= Juan Mosquera (athlete) =

Panamanian long jumper

Juan Roso Mosquera Prado (born 29 January 1994) is a Panamanian long jumper and triple jumper.

He hails from Coclé. In age-specific competitions, he had success in regional Central American competitions. He finished fifth in the long jump, pool A (13th total) at the 2010 Youth Olympic Games, and at the 2011 World Youth Championships he finished sixth while not reaching the final of the triple jump competition. His three gold medals at the 2011 CODICADER Games were also noted by the Panamanian media, in addition to a championship record with a "15-metre jump" in the triple jump. His official personal bests as a U18 athlete were 7.34 metres and 14.59 metres respectively.

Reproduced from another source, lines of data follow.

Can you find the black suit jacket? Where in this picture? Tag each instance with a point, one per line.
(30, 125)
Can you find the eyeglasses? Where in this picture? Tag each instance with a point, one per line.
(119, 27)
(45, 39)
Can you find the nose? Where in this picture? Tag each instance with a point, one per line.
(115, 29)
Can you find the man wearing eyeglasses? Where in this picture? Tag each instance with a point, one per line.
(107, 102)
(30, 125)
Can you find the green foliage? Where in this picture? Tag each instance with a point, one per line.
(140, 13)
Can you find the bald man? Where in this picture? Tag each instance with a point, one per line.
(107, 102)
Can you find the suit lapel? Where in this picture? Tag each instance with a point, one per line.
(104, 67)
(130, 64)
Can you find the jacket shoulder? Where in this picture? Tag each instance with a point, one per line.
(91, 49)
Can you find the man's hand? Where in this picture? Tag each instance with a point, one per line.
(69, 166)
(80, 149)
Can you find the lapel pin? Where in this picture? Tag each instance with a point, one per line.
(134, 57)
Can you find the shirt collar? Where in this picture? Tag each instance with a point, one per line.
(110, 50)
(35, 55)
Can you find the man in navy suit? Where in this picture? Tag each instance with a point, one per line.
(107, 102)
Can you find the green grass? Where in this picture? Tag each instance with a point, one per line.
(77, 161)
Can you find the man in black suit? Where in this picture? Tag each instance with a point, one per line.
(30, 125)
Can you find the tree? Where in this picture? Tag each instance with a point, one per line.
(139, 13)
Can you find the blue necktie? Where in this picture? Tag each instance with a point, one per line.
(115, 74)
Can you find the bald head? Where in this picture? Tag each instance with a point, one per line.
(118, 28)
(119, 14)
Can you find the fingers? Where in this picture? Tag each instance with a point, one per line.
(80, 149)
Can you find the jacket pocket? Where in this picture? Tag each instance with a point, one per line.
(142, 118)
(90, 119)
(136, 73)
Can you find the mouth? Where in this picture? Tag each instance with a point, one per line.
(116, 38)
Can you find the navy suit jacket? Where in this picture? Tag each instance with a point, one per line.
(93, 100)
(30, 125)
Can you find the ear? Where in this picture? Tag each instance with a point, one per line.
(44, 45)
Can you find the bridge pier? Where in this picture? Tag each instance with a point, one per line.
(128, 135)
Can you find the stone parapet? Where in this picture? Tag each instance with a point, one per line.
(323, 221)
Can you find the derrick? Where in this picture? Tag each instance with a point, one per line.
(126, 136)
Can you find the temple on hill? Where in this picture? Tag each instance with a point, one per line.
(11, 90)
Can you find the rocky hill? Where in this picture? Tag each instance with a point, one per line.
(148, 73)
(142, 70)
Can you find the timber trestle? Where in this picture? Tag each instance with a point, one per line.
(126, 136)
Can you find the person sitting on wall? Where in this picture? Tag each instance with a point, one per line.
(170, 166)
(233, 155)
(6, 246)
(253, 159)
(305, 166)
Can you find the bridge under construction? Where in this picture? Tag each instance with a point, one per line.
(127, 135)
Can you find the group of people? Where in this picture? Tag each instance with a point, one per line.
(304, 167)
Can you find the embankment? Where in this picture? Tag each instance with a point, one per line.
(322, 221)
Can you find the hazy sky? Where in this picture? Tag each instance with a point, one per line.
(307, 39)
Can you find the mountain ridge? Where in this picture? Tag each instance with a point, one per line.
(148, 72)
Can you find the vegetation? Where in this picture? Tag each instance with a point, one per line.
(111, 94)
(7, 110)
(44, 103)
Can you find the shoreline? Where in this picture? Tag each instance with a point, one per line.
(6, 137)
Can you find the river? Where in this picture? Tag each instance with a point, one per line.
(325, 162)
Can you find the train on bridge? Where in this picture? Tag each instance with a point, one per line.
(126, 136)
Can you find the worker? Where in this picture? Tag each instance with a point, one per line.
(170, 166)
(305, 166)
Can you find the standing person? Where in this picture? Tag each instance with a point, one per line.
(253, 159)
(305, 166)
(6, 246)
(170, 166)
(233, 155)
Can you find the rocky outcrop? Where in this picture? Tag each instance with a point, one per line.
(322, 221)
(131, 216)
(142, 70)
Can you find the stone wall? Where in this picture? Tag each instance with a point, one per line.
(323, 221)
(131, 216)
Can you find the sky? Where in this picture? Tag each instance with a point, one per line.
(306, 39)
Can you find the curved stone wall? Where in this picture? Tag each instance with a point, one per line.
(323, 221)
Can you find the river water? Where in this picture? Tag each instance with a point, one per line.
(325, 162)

As a senior athlete, Mosquera went on to win the gold medal at the 2012 Central American Championships, where he also earned a silver medal in the 4 x 100 metres relay and a 5th place in the triple jump. At the 2013 Central American Championships he took a relay gold, a long jump silver and a triple jump bronze. At the 2013 Central American Games he took the triple jump silver, as well as a long jump bronze behind compatriots Irving Saladino and Jhamal Bowen. Another Central American Championships in 2014 brought him a triple jump bronze and a 5th place in the relay. His last age-specific medal was the bronze medal at the 2014 South American Under-23 Championships. His personal best marks as a U20 athlete were 7.45 and 15.01 metres respectively, both achieved in 2013.

Mosquera won the 2015 Central American Championships and finished 7th at the 2015 South American Championships, took two gold medals at the 2016 Central American Championships (long jump and relay). Placing lowly in the triple jump at the 2016 Central American Championships, he bounced back in 2017 to jump 15.44 metres with no wind information in Panama City, then finish 8th at the 2017 Central American Championships, 5th at the 2017 Central American Games and 8th at the 2017 Bolivarian Games – the latter in a lifetime best of 15.04 metres.

In the long jump, he won a bronze medal at the 2017 Central American Championships, the gold medal at the 2018 Central American Championships in a lifetime best of 7.73 metres, and finished 8th at the 2018 Central American and Caribbean Games. After several years away from competition he returned with an 8th place at the 2021 Central American Championships.